L’avantage de la décision de la CJUE est également de faire tomber une hypocrisie collective, celle des prestataires qui prétendent se conformer à une législation, dont leur propre gouvernement les autorise (voire les contraint) à se détourner quand il le souhaite, et celle des clients français qui ne peuvent décemment plus ignorer que, quels que soient les certificats produits par les entreprises américaines, celles-ci n’assurent pas réellement la confidentialité des données.
Au final, les vraies questions sont sans doute plutôt celles-ci : est-il encore possible d’échapper à une surveillance de masse transfrontalière ? Peut-on encore se satisfaire, dans une économie à la fois dématérialisée et internationalisée, de simples « déclarations de principe » ?
En tous cas on doit saluer la CJUE qui a pris la seule décision forte en réaction aux programmes d’écoutes américains, et qui rappelle que les règles juridiques européennes ne peuvent pas être contournées, quels que soient les intérêts et les parts de marché des entreprises américaines.
En réalité, la CJUE affirme avec force que tant que les droits fondamentaux des européens sur leurs données personnelles ne sont pas également garantis aux USA, il ne peut y avoir de liberté de transfert des données aux USA. Et comme les programmes de surveillance globale américains portent atteintes aux droits fondamentaux, il n’est pas possible de garantir leur protection tant que les acteurs économiques européens ne feront pas la preuve d’une véritable étanchéité de leurs services.
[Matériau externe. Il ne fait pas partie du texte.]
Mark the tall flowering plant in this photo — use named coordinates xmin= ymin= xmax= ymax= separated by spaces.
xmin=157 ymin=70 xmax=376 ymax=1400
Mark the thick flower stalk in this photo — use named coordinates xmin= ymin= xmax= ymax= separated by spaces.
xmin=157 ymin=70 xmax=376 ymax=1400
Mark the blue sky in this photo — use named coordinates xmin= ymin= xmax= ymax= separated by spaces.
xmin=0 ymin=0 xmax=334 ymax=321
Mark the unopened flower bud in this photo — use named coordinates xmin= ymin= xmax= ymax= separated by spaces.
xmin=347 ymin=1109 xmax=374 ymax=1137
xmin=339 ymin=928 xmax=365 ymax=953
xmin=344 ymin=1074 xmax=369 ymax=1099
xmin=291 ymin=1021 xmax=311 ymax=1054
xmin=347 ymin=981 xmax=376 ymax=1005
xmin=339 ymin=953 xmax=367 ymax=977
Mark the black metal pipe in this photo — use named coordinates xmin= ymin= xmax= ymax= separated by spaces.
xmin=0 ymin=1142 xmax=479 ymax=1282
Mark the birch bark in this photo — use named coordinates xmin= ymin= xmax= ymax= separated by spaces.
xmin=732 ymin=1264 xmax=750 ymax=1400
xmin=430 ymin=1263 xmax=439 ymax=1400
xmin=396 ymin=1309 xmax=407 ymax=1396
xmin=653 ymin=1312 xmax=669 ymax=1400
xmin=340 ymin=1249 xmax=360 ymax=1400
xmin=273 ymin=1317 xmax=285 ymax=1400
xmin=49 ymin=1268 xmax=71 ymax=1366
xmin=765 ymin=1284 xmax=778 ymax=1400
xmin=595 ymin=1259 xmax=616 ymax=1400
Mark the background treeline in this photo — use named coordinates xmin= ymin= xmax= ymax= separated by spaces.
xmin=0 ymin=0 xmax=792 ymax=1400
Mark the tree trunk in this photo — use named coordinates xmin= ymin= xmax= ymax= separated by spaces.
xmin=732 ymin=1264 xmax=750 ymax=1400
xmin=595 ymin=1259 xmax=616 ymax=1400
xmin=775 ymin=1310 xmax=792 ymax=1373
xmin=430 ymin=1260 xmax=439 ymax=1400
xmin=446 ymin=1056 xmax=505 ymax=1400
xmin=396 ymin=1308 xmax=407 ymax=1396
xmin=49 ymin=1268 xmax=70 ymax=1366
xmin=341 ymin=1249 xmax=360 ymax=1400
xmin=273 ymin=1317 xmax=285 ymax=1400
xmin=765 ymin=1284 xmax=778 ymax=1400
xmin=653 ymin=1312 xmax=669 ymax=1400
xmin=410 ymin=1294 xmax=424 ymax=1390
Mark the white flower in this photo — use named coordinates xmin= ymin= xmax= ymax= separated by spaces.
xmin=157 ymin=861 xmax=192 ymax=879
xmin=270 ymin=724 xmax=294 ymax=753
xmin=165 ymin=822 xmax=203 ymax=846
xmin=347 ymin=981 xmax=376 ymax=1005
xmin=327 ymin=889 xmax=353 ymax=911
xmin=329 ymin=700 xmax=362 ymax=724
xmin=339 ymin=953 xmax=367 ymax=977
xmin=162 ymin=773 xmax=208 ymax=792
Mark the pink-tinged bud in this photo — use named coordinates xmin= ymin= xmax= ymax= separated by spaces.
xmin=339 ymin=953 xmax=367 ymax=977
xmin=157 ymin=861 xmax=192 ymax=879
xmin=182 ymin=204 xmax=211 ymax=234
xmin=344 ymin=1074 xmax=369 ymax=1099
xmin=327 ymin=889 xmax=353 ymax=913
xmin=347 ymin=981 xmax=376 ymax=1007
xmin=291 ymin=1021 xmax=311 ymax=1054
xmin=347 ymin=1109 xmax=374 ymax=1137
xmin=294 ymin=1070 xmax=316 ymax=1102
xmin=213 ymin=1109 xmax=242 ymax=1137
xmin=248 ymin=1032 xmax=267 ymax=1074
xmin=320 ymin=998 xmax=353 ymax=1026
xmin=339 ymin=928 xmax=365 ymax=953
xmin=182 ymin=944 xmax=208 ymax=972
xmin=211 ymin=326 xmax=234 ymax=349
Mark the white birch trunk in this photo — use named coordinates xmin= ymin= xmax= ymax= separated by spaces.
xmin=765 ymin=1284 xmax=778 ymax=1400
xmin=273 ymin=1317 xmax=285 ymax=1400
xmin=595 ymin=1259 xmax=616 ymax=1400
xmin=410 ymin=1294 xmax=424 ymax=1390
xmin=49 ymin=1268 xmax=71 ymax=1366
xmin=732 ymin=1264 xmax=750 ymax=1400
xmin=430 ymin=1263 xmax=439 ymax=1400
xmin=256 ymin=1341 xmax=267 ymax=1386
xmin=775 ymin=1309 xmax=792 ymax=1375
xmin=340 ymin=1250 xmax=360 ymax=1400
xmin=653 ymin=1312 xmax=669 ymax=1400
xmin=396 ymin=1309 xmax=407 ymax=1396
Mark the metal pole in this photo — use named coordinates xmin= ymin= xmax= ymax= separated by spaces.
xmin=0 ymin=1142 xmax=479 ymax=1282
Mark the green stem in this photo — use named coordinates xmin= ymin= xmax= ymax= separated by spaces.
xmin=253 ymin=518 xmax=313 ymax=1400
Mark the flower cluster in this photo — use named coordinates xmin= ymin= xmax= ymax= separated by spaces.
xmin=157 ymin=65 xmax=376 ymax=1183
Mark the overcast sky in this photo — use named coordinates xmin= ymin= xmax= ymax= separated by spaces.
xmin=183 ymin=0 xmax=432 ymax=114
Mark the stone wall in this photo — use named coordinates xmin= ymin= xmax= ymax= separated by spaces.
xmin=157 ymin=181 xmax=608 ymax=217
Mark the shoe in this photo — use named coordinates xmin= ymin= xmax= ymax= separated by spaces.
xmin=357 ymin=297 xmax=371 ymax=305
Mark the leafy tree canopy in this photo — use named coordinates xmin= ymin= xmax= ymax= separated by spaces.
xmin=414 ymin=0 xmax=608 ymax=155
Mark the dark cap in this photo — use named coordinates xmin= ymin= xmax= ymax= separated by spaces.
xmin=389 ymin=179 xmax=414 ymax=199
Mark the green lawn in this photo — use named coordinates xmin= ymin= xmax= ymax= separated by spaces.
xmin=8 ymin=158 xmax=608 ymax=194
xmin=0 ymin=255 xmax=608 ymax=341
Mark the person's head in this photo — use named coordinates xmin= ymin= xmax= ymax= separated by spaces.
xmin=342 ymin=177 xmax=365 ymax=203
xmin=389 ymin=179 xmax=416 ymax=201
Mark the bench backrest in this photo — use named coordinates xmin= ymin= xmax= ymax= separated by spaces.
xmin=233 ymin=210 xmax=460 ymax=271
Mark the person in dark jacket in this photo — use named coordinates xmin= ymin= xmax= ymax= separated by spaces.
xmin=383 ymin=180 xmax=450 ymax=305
Quant à la sécurité juridique des contrats, on peut penser qu’elle est sérieusement remise en question par cet arrêt… mais on doit aussi considérer que les autorités européennes et américaines sont conscientes des réalités économiques, et vont se prononcer sur le sort des contrats en cours dans un sens qui permettra de les maintenir. Les CNIL européennes vont d’ailleurs rapidement se réunir pour apporter leurs premières préconisations (cf. communiqué de presse du Groupe Art. 29).